Example 3: Trigonometric Function

from autodiff_engine.value import Value
import math

x = Value(math.pi / 6, label='x')  # 30 degrees
y = x.sin()
y.backward()

print(f"f(x) = sin(x)")
print(f"f({x.value}) = {y.value}")
print(f"f'({x.value}) = {x.grad}")  # Should be cos(x)

Mathematical Background

Reverse-Mode Automatic Differentiation (Backpropagation)

This implementation uses reverse-mode autodiff, which computes gradients by:

  1. Forward Pass: Computing function values and building the computational graph
  2. Backward Pass: Propagating gradients backward through the graph using the chain rule

Reverse-mode autodiff is particularly efficient for functions with many inputs and few outputs, making it ideal for machine learning applications.

Chain Rule

The chain rule is fundamental to autodiff:

∂f/∂x = ∂f/∂u * ∂u/∂x

Where u is an intermediate variable in the computational graph.

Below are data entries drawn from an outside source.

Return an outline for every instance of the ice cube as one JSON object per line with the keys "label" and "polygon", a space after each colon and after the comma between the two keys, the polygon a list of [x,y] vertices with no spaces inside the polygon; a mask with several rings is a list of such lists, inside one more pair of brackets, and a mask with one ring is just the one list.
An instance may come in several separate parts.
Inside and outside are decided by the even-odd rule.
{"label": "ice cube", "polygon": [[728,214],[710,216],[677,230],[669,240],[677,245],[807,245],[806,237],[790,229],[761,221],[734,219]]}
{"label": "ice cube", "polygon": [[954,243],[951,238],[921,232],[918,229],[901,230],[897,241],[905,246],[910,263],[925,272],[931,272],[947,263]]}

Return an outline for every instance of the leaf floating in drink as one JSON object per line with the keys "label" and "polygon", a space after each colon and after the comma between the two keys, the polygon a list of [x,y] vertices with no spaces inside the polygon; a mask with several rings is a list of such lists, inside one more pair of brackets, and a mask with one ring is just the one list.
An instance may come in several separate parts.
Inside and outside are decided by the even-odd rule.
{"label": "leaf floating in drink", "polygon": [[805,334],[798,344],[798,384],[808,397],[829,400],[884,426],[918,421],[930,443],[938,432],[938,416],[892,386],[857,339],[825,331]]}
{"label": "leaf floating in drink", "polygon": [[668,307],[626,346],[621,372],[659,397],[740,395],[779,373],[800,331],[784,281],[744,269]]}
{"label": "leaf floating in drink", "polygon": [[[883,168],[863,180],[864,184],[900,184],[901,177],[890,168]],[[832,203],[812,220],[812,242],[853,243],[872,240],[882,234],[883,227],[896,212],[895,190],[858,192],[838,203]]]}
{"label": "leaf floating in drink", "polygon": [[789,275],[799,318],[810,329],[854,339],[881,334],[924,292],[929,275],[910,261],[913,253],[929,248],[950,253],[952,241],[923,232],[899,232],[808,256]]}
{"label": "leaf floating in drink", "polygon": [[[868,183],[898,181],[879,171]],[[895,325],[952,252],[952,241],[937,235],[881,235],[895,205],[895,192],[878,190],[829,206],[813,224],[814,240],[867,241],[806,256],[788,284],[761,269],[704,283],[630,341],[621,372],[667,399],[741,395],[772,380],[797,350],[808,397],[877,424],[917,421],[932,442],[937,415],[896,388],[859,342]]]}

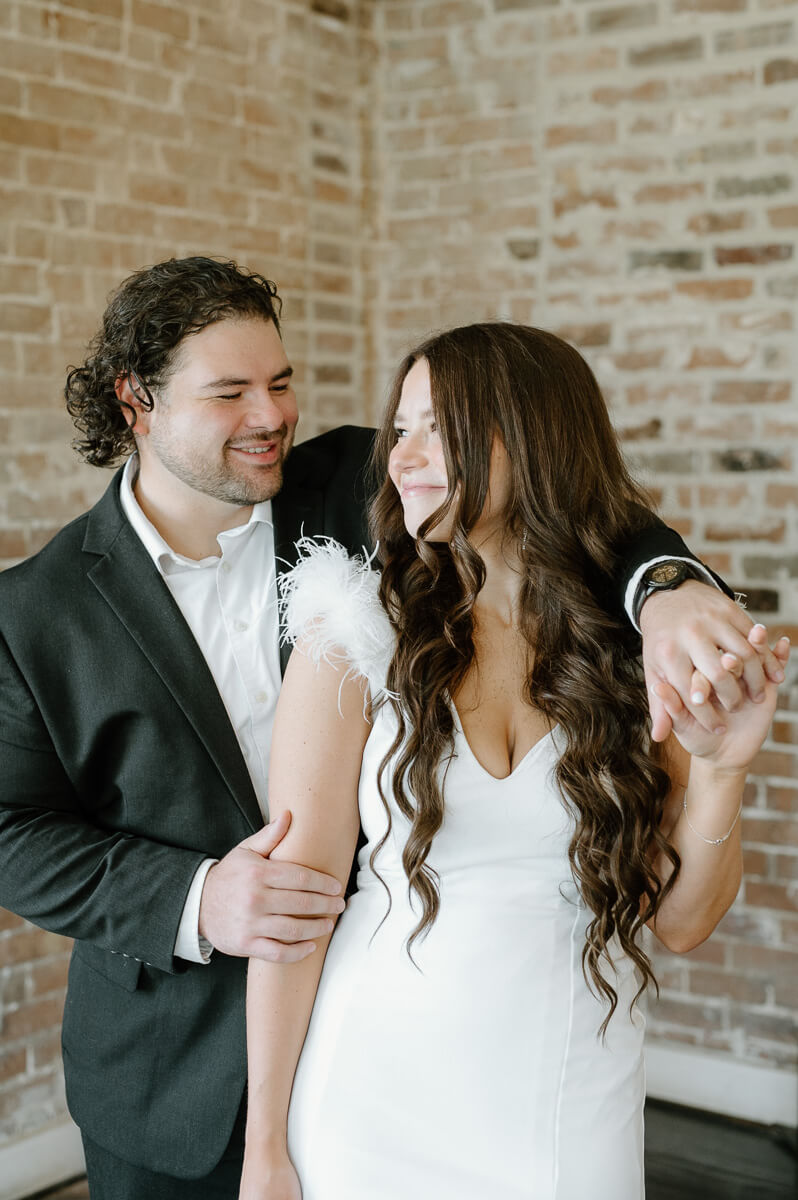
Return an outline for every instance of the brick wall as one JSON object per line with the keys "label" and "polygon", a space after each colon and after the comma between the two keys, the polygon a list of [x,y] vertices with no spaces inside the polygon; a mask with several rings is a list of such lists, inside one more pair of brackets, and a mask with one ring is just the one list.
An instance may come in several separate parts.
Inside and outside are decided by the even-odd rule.
{"label": "brick wall", "polygon": [[[109,481],[69,449],[65,368],[147,263],[229,255],[278,281],[301,433],[364,420],[368,11],[0,3],[0,567]],[[0,912],[0,1145],[64,1111],[68,949]]]}
{"label": "brick wall", "polygon": [[[221,7],[0,0],[0,566],[107,482],[66,449],[61,389],[108,291],[219,253],[286,297],[306,435],[369,419],[430,328],[563,333],[665,515],[795,632],[795,0]],[[705,947],[660,956],[651,1029],[786,1076],[783,699],[748,789],[744,890]],[[0,1144],[62,1112],[66,953],[0,915]]]}
{"label": "brick wall", "polygon": [[[794,0],[417,0],[376,19],[379,362],[482,317],[560,332],[664,515],[795,640]],[[740,897],[704,946],[657,955],[649,1023],[653,1047],[782,1068],[793,1110],[797,690],[746,793]]]}

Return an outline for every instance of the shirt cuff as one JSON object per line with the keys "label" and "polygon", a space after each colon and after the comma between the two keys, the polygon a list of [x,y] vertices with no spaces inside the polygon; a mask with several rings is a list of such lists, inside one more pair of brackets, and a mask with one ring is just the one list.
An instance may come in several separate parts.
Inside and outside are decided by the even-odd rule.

Example Chain Rule Application

For the function f(x) = sin(x²):

  1. Let u = x², then f(x) = sin(u)
  2. ∂f/∂u = cos(u) = cos(x²)
  3. ∂u/∂x = 2x
  4. ∂f/∂x = cos(x²) * 2x

Performance Considerations

  • Memory Usage: Each Value object stores the computational graph, which can grow large for complex expressions
  • Computation: Reverse-mode autodiff is efficient for functions with many inputs and few outputs (typical in machine learning)
  • Scalability: For large-scale applications, consider using established libraries like PyTorch or TensorFlow

Acknowledgments

This implementation is inspired by the micrograd project and serves as an educational tool for understanding automatic differentiation principles.